In this week’s Chronicle, Mary Ann Mason discusses reasons why relatively few students, especially women, opt to have children during the graduate school years. The entire essay is worth reading, but I was struck by one of the comments: “There's also the problem of isolation. Having a baby can be (not always -- but can be) very isolating, and so can graduate school.”

This was my impression during my graduate school years. I was pregnant for only a brief time in graduate school before I miscarried, but because I wanted a baby I was acutely aware of, and curious about, the experiences of mothers in my program.
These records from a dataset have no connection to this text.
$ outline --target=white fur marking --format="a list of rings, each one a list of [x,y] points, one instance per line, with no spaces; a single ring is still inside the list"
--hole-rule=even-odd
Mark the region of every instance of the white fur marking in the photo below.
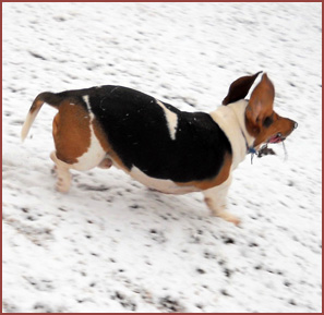
[[[151,178],[134,166],[131,169],[130,175],[136,181],[139,181],[140,183],[144,184],[145,186],[148,186],[161,193],[181,195],[181,194],[188,194],[188,193],[200,191],[194,186],[178,186],[171,180],[160,180],[160,179]]]
[[[93,119],[95,118],[95,116],[92,112],[92,108],[91,108],[89,100],[88,100],[88,95],[85,95],[82,98],[83,98],[83,100],[86,104],[87,111],[89,112],[89,116],[91,116],[91,121],[93,121]]]
[[[171,136],[171,140],[176,140],[176,133],[177,133],[177,126],[178,126],[178,116],[177,113],[170,111],[169,109],[167,109],[165,107],[165,105],[159,101],[159,100],[156,100],[156,104],[159,105],[163,110],[165,111],[165,116],[166,116],[166,120],[167,120],[167,123],[168,123],[168,129],[169,129],[169,132],[170,132],[170,136]]]

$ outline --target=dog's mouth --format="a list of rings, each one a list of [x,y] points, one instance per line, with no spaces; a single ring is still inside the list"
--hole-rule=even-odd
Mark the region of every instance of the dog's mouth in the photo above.
[[[286,140],[286,137],[283,136],[283,134],[280,132],[278,132],[277,134],[271,136],[266,143],[280,143],[285,140]]]

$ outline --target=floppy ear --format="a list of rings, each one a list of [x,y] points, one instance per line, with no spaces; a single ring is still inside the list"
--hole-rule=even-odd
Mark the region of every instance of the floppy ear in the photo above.
[[[274,99],[275,87],[264,73],[261,82],[253,89],[245,110],[250,123],[261,126],[264,120],[273,113]]]
[[[254,75],[247,75],[236,80],[228,89],[227,96],[223,100],[223,105],[228,105],[237,100],[243,99],[251,86],[253,85],[255,78],[262,71],[255,73]]]

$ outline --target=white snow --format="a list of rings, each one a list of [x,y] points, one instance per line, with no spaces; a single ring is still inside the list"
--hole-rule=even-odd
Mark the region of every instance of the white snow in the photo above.
[[[3,8],[3,312],[322,311],[321,3],[9,3]],[[266,71],[299,128],[233,173],[229,211],[117,169],[55,191],[45,90],[116,84],[212,111]]]

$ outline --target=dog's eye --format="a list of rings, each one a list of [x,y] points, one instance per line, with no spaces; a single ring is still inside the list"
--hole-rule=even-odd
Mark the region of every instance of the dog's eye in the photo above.
[[[266,117],[265,120],[263,121],[263,125],[265,128],[268,128],[273,122],[274,122],[274,120],[272,117]]]

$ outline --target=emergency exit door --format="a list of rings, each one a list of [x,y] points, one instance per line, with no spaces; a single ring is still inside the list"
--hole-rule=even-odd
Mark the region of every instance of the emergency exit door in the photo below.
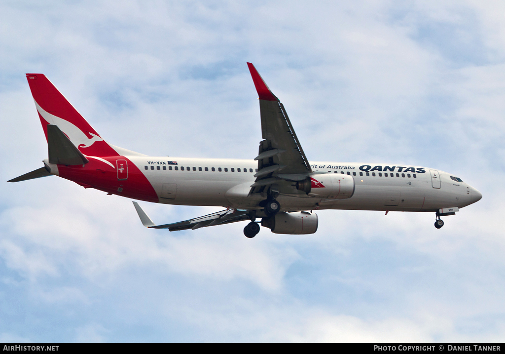
[[[116,160],[116,166],[118,170],[118,179],[120,181],[128,179],[128,163],[126,160]]]
[[[430,169],[430,173],[431,174],[431,187],[434,188],[440,188],[440,176],[438,174],[438,171],[434,169]]]

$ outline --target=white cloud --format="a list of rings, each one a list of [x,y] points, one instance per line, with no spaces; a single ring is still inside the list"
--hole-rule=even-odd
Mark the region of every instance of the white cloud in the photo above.
[[[500,6],[0,6],[4,180],[46,154],[23,73],[45,73],[115,145],[247,158],[261,135],[252,61],[310,159],[410,161],[484,195],[440,230],[431,214],[325,211],[314,235],[248,240],[238,224],[148,230],[130,201],[55,177],[4,183],[0,339],[499,340]],[[162,222],[215,209],[144,204]],[[23,308],[38,324],[25,328]]]

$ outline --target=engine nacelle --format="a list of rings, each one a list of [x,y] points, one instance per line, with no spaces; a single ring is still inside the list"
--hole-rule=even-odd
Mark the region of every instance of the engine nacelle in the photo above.
[[[317,214],[307,211],[281,211],[261,220],[262,226],[270,228],[274,234],[288,235],[314,234],[317,231],[318,223]]]
[[[348,174],[323,173],[308,177],[305,181],[298,182],[296,188],[311,197],[325,199],[346,199],[354,194],[356,184],[352,176]]]

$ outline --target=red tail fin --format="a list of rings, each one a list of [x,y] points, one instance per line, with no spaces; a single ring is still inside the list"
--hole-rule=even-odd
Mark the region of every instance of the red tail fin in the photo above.
[[[47,124],[55,124],[84,155],[92,156],[118,155],[60,93],[45,75],[27,74],[26,78],[46,139]]]

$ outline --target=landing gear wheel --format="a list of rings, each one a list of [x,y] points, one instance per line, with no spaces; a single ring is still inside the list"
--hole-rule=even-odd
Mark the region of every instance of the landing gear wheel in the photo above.
[[[437,229],[440,229],[442,226],[443,226],[443,220],[441,219],[438,219],[435,222],[435,227]]]
[[[277,214],[280,209],[281,205],[275,199],[269,200],[267,202],[267,205],[265,207],[265,211],[267,212],[267,214],[271,216]]]
[[[260,232],[260,225],[256,222],[251,222],[244,228],[244,235],[247,238],[251,239]]]

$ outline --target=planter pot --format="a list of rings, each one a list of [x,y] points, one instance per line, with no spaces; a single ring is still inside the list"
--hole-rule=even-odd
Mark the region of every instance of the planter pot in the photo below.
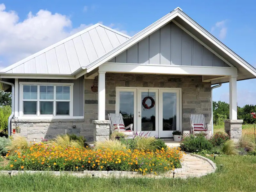
[[[173,139],[175,141],[180,141],[181,140],[181,136],[173,135]]]

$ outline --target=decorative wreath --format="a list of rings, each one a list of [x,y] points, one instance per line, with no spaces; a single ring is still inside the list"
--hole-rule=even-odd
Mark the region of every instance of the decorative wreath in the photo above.
[[[151,105],[149,107],[148,105],[146,104],[146,101],[148,99],[150,99],[151,101]],[[144,107],[144,109],[149,109],[152,108],[153,108],[155,106],[155,103],[156,102],[155,102],[154,99],[151,97],[149,97],[149,96],[144,98],[142,101],[142,105],[143,106],[143,107]]]

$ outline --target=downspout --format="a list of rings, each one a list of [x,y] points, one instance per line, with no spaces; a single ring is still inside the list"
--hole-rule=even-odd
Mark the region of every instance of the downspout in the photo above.
[[[11,136],[11,120],[14,115],[14,84],[11,83],[0,80],[0,83],[10,85],[12,86],[12,113],[8,117],[8,136]]]
[[[215,88],[218,88],[221,86],[222,84],[221,83],[218,85],[212,86],[212,134],[213,135],[213,100],[212,100],[212,90]]]

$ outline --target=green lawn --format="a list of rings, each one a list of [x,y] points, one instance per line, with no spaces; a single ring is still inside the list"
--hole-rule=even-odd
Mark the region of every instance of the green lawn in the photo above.
[[[256,157],[217,157],[215,173],[187,180],[100,179],[40,174],[0,176],[0,191],[255,191]],[[220,165],[222,164],[222,169]]]

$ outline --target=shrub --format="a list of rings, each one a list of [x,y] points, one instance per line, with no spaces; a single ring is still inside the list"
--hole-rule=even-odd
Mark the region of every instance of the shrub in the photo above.
[[[190,153],[200,152],[203,149],[210,151],[212,148],[211,143],[202,136],[186,137],[180,144],[181,150]]]
[[[9,158],[9,166],[13,170],[116,170],[146,174],[173,170],[179,166],[182,157],[178,148],[156,151],[108,148],[95,150],[49,146],[41,143]]]
[[[8,117],[12,113],[12,109],[9,106],[0,106],[0,132],[7,130]]]
[[[236,155],[238,154],[238,151],[236,149],[236,144],[232,140],[226,141],[221,145],[221,151],[228,155]]]
[[[220,146],[229,139],[229,136],[227,133],[219,132],[215,133],[211,138],[211,142],[214,146]]]
[[[156,149],[161,150],[162,148],[164,148],[166,150],[167,148],[167,145],[165,145],[165,143],[163,140],[160,139],[157,139],[153,143]]]
[[[255,145],[252,140],[244,135],[240,138],[237,143],[238,147],[246,152],[253,151],[255,150]]]
[[[10,139],[6,137],[0,137],[0,155],[5,156],[8,150],[6,146],[11,144]]]
[[[10,154],[12,154],[21,152],[27,148],[28,146],[27,139],[18,134],[11,140],[11,143],[6,147],[7,149],[10,151]]]
[[[149,150],[155,149],[154,142],[156,139],[153,137],[137,137],[134,139],[135,148],[139,150]]]
[[[46,143],[49,145],[77,148],[83,147],[84,146],[84,141],[82,139],[73,140],[68,134],[57,135],[55,138],[48,140]]]

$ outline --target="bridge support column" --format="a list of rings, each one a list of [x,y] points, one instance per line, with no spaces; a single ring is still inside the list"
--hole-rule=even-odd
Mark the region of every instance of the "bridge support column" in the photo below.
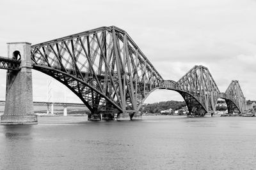
[[[67,106],[64,106],[64,109],[63,109],[63,116],[67,117]]]
[[[9,58],[20,59],[20,71],[8,71],[4,113],[1,124],[36,124],[33,105],[31,44],[8,43]]]
[[[142,115],[141,113],[136,112],[131,115],[131,120],[141,120]]]
[[[131,120],[131,113],[120,113],[117,115],[117,120]]]
[[[115,113],[102,112],[102,120],[115,120]]]

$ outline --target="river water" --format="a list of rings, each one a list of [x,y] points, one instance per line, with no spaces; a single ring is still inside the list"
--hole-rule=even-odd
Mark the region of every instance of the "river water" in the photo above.
[[[38,117],[0,126],[1,169],[256,169],[256,118]]]

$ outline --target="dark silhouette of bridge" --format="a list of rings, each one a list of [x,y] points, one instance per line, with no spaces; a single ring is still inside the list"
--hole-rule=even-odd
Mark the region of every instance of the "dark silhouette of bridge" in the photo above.
[[[10,57],[0,57],[0,68],[19,71],[22,61]],[[229,113],[243,113],[246,108],[238,81],[221,93],[204,66],[194,66],[177,81],[164,80],[128,34],[115,26],[32,45],[31,62],[33,69],[76,94],[91,111],[92,120],[99,120],[100,113],[106,120],[115,113],[119,119],[136,118],[156,89],[179,92],[191,115],[214,113],[220,98],[226,101]]]

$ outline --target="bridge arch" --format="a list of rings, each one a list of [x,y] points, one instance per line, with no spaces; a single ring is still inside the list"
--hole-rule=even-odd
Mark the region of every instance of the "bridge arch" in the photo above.
[[[189,112],[189,115],[193,116],[204,116],[206,113],[207,113],[206,108],[203,106],[203,104],[192,94],[183,91],[179,90],[177,89],[172,89],[172,88],[166,88],[164,87],[159,87],[154,89],[152,90],[149,92],[145,98],[141,101],[141,103],[139,104],[138,107],[138,111],[141,108],[144,101],[147,99],[147,98],[155,90],[161,89],[161,90],[172,90],[178,92],[182,97],[184,100],[186,104],[188,107],[188,111]]]
[[[47,66],[33,65],[33,69],[52,77],[68,87],[83,101],[92,113],[96,113],[100,111],[100,108],[99,108],[99,105],[100,105],[99,103],[104,102],[100,101],[101,98],[104,98],[108,103],[111,103],[112,106],[115,106],[116,110],[119,111],[122,111],[122,109],[116,103],[114,103],[113,100],[106,97],[104,94],[99,92],[97,89],[95,89],[93,87],[92,87],[86,82],[83,81],[81,80],[71,74]],[[86,92],[85,92],[85,93],[81,92],[81,89],[84,89],[83,90],[84,90],[85,89],[86,89]],[[90,89],[91,90],[89,90],[88,89]],[[91,94],[96,94],[96,96],[94,96],[95,98],[99,98],[92,99],[91,101],[88,101],[86,97],[86,96],[84,96],[84,95],[88,92],[91,93]],[[90,102],[98,103],[90,103]]]

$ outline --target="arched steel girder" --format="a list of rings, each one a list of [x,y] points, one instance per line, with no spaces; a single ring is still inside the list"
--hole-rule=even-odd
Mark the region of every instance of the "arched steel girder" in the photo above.
[[[141,103],[139,104],[138,106],[138,110],[137,111],[140,110],[141,108],[142,104],[143,104],[144,101],[146,100],[146,99],[148,97],[148,96],[155,91],[157,89],[164,89],[164,90],[173,90],[179,93],[181,96],[183,97],[184,100],[185,101],[186,104],[188,106],[188,109],[189,111],[189,113],[191,115],[199,115],[201,116],[204,116],[207,111],[205,108],[203,106],[202,103],[195,97],[193,96],[191,94],[182,91],[182,90],[179,90],[174,89],[170,89],[170,88],[166,88],[164,87],[159,87],[154,89],[152,90],[150,92],[148,92],[144,99],[142,100]],[[191,103],[193,102],[193,103]]]
[[[241,113],[242,111],[240,110],[237,105],[232,100],[227,98],[220,97],[220,99],[224,99],[227,104],[227,107],[228,108],[228,113]]]
[[[71,90],[76,96],[77,96],[84,103],[84,104],[88,107],[88,108],[92,112],[97,112],[99,111],[99,108],[93,108],[92,107],[92,104],[90,104],[88,101],[86,100],[86,98],[84,97],[83,95],[84,94],[84,92],[82,91],[80,91],[79,89],[76,89],[74,88],[74,87],[71,85],[72,83],[74,83],[74,81],[76,81],[77,83],[77,86],[80,86],[81,89],[84,89],[83,85],[84,87],[90,88],[92,91],[93,91],[95,93],[97,94],[99,94],[101,97],[103,97],[108,102],[111,103],[115,108],[116,108],[119,111],[122,112],[123,110],[122,108],[120,108],[118,105],[117,105],[115,103],[114,103],[111,99],[110,99],[109,97],[106,96],[104,94],[101,93],[100,91],[98,90],[95,89],[94,87],[92,87],[90,85],[87,83],[85,81],[82,81],[81,80],[72,76],[72,74],[68,74],[65,72],[61,71],[58,69],[55,69],[52,67],[49,67],[47,66],[40,66],[40,65],[33,65],[33,69],[37,70],[38,71],[40,71],[42,73],[44,73],[54,78],[55,78],[56,80],[58,81],[61,82],[63,85],[65,85],[66,87],[67,87],[70,90]],[[69,82],[68,82],[69,81]],[[77,87],[79,88],[79,87]],[[80,91],[80,92],[79,92]]]

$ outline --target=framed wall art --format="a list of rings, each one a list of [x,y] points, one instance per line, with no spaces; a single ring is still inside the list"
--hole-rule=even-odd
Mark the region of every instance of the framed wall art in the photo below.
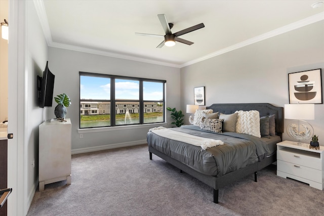
[[[288,74],[290,104],[322,104],[321,69]]]
[[[193,95],[195,105],[205,106],[205,87],[194,88]]]

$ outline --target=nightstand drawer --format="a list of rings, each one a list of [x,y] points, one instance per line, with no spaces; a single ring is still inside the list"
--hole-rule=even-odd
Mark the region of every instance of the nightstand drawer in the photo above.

The program we attended was fairly rigid. Students were expected to attend full-time, to hand in assignments on time, to and to spend summers in field placements. If you were unable to keep up, you were supposed to drop out, or, less drastically, apply for half-time status. The only people I knew in the half-time program were mothers, and my sense, and that of other full-time students, was that they had been cast off the ship and expected to row their own lifeboats. The first year of half-time status, the mother would at least know other students in her classes, but after that, she would drop behind, and so each year she would be alone among classmates who studied together, ate meals together, and partied together. And of course she would have no extra energy to pursue friendships with her new classmates, who were only going to be hers for a year, anyway.

As I’ve mentioned here before, I got pregnant again after finishing my coursework and internship. I defended my dissertation two weeks before my due date, four weeks before my son was born. Looking back, it’s hard for me to imagine getting to that point without the support of my dissertation group—or, for that matter, getting through my classes without friends to commiserate with, to coach me in statistics, and to remind me that the Theories of Personality paper was due this Wednesday, not next week. And given how exhausted I was for the three years following my son’s birth, I know I could not have kept up with either my work or my social connections.

Graduate school is isolating in that the intensity serves to separate students from non-student peers. If they’re cut off from fellow students as well, “doomed” doesn’t seem too strong a term.